The contractor has finally vacated my garage so I was able to get back to work.  The number one priority is getting my workbench finished so I spent about an hour today flattening the top.
I was amazed how much out of flat the top had become between the move and the work I have been doing.  The dark areas in the picture are the low spots which corespond to the area I work in the most (I flipped the bench around as part of the flattening) and the areas around my two dog holes is substantially  lower.  I used my #6 access the grain and diagonally to get a mostly clean surface and tomorrow I will follow up with my #8.  


Harvey Ellis Saw till – French cleats and saw racks

It has been a busy week at work with so very little progress has been made in the shop though I did finally get the saw till hung on the wall.
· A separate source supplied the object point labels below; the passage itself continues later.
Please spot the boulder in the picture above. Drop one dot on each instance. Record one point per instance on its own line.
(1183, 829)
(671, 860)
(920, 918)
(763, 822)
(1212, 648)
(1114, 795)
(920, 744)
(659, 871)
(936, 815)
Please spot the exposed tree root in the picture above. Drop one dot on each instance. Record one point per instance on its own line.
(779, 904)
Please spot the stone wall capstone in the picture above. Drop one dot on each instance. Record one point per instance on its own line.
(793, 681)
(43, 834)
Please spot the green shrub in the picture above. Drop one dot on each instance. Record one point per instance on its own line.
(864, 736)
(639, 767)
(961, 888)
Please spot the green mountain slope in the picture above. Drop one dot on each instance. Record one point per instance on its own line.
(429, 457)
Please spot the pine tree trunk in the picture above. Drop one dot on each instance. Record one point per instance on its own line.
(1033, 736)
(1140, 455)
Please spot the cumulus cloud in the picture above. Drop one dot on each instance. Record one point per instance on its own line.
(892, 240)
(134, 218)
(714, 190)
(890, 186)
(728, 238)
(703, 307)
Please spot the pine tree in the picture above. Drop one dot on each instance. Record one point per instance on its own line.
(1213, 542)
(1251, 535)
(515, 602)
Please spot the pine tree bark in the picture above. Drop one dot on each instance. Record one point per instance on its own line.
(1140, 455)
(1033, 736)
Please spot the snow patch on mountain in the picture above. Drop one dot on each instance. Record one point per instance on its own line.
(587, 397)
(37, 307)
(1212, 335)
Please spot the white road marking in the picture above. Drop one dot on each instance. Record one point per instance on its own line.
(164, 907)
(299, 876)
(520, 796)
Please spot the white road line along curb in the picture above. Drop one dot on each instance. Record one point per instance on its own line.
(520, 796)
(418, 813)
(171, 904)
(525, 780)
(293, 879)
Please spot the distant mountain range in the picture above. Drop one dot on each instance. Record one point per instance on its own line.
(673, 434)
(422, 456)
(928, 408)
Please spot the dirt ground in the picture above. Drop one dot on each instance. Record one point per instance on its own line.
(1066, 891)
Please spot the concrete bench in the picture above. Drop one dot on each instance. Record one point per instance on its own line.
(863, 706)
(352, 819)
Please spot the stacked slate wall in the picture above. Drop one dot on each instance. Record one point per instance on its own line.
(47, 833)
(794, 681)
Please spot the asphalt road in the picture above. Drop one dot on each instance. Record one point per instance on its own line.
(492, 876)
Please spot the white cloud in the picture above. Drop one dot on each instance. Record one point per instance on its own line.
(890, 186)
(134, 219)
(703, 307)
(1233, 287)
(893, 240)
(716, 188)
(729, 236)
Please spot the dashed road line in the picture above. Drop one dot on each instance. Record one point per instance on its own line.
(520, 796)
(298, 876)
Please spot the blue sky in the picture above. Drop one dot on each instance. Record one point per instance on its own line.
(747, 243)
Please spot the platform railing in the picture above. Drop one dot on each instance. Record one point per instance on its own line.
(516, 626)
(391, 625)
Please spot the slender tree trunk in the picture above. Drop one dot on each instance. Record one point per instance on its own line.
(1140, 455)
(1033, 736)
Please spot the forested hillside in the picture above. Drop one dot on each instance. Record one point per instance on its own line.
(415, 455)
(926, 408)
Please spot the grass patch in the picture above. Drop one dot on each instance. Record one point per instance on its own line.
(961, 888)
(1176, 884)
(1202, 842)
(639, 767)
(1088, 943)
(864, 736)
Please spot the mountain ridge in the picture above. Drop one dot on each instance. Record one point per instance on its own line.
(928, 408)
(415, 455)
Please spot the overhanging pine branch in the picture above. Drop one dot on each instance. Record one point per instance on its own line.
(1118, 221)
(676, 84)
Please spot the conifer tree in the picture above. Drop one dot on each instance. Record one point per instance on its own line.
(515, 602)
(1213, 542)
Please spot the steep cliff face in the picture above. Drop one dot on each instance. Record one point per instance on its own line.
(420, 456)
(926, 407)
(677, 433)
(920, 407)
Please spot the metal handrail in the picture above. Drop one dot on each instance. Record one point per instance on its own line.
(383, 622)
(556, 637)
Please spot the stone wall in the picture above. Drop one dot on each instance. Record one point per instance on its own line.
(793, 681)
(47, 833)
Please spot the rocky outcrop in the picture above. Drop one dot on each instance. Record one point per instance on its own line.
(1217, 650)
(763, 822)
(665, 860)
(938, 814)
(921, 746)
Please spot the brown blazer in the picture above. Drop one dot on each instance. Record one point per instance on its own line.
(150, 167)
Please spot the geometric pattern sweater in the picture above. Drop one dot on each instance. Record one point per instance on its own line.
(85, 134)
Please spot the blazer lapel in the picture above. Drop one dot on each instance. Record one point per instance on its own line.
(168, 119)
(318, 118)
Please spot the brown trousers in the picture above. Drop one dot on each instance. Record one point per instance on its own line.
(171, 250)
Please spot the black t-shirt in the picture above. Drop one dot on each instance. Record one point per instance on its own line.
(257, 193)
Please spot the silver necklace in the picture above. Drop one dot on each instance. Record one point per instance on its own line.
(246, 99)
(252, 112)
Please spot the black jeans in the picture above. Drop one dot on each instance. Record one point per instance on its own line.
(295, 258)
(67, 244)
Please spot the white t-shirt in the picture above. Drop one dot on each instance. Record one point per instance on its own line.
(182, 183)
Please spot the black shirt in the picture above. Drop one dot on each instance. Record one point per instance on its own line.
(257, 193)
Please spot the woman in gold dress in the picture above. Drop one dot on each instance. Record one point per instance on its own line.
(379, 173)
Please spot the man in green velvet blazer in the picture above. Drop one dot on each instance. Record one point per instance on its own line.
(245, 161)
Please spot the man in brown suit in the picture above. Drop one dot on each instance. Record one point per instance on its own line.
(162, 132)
I cut a French Cleat our of 1/2 inch Baltic birch plywood and attached it to the wall and case back.  Then I started the saw rack itself by cutting groves in 4 inch wide piece of pine with 1.25 inch spacing.  I also made coresponding scallops in a 1.25 inch wide board for the saw handles to rest in.  I was in a hurry to get the saws safely stored so I only cut 6 slots, intending to update the rest once I finalize the layout.  I attacks them both with pocketscrews without glue so the can be easily repositioned or removed as they still need work.  I also still need to add the lower rack (where the back panel is split) and a height extender on the handle rack in order to accommodate my backsaws

Harvey Ellis Saw Till – Part 10 – Case Complete

This weekend I finally glued on the last side of the main case.  In preparation, I ordered two new Bessy H style pipe clamps off of eBay as I realized I needed at least 6 clamps for the side (9 would have been better) and I only had 4 that were big enough.  The other two pipe clamps I have are from Harbor Freight and there was no comparison, buy the Bessy, they are worth the extra few dollars.
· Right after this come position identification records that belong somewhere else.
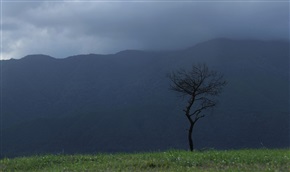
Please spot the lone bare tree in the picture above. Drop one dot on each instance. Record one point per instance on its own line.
(201, 86)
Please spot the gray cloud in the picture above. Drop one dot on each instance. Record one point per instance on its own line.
(61, 29)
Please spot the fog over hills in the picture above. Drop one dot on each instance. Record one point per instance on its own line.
(122, 102)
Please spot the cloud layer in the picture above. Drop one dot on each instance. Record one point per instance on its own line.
(61, 29)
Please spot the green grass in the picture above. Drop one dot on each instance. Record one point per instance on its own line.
(175, 160)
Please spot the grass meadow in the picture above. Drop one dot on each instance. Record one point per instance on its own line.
(172, 160)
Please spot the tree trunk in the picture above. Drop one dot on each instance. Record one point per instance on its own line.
(190, 137)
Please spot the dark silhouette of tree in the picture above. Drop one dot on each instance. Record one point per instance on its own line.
(201, 86)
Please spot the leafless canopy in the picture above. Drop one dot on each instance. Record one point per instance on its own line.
(201, 85)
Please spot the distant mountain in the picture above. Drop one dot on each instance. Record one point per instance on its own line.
(122, 102)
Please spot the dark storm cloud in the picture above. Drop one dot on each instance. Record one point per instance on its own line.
(65, 28)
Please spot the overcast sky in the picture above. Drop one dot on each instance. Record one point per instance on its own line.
(62, 29)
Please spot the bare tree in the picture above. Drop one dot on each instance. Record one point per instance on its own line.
(201, 86)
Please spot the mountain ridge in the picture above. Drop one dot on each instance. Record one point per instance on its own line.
(122, 102)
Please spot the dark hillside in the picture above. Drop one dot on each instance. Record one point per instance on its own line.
(122, 102)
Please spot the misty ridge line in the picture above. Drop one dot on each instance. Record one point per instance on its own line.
(87, 104)
(157, 51)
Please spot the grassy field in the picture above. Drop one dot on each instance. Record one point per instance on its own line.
(175, 160)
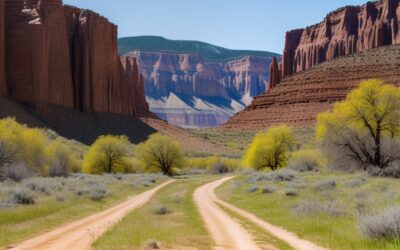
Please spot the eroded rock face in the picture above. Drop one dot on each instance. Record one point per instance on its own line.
(3, 90)
(66, 56)
(190, 74)
(186, 90)
(345, 31)
(298, 99)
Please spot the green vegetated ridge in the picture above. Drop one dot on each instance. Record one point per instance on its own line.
(208, 51)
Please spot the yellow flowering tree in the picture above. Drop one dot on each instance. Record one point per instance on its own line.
(365, 127)
(270, 149)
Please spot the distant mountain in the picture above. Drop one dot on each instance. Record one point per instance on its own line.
(196, 84)
(208, 51)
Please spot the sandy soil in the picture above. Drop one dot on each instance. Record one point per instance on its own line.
(227, 233)
(80, 234)
(288, 237)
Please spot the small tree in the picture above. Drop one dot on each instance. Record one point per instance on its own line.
(61, 159)
(107, 155)
(19, 143)
(270, 149)
(365, 128)
(161, 152)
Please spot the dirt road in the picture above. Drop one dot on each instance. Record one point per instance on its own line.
(207, 195)
(80, 234)
(227, 233)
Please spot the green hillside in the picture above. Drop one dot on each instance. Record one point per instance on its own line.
(208, 51)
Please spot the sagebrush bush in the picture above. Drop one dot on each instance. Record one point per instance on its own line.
(152, 244)
(325, 185)
(16, 172)
(385, 225)
(43, 185)
(98, 193)
(22, 196)
(291, 192)
(357, 182)
(305, 160)
(311, 208)
(282, 175)
(268, 189)
(253, 189)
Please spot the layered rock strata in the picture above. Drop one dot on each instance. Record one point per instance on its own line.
(187, 90)
(345, 31)
(298, 99)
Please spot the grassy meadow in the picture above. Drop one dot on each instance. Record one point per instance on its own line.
(169, 221)
(37, 205)
(324, 206)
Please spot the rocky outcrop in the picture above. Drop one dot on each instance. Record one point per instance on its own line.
(190, 74)
(345, 31)
(67, 56)
(193, 80)
(298, 99)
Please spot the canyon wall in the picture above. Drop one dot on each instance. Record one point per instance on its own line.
(66, 56)
(191, 74)
(345, 31)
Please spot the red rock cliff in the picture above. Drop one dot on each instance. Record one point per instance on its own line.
(345, 31)
(66, 56)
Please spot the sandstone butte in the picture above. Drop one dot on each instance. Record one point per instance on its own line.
(323, 62)
(56, 54)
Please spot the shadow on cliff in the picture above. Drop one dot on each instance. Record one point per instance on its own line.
(72, 124)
For once, a glue up went without a hitch though I ended up using one of my extra long clamps to hold the side on instead of the top and bottom which was less than ideal.


On Sunday the clamps came off; I trimmed off the trough tenon wedges; and assessed the end results.  There were some dents on the front edges and some minor height variations where the case sides met the top and bottom.  I steamed out the dents with a Clothing Iron and a damp rag then I planed the front edges until they lined up (by pure luck the edge gain for three of the sides ran continuous making this process much easier).


The tails on the bottom were trimmed flush with a block plane and my smoother but the rest will wait until I get a chance to hone/sharpen my tools (my stones are covered in construction debris and need cleaning).  I also filled some of the bigger gaps in the upper left dovetails with pine shims (see the picture) to tighten everything up for the inevitable glue failure.  Now it is time to build the actual saw racks and the french cleat so I can get this thing off my bench.  The door and drawer will wait until my bench is finished.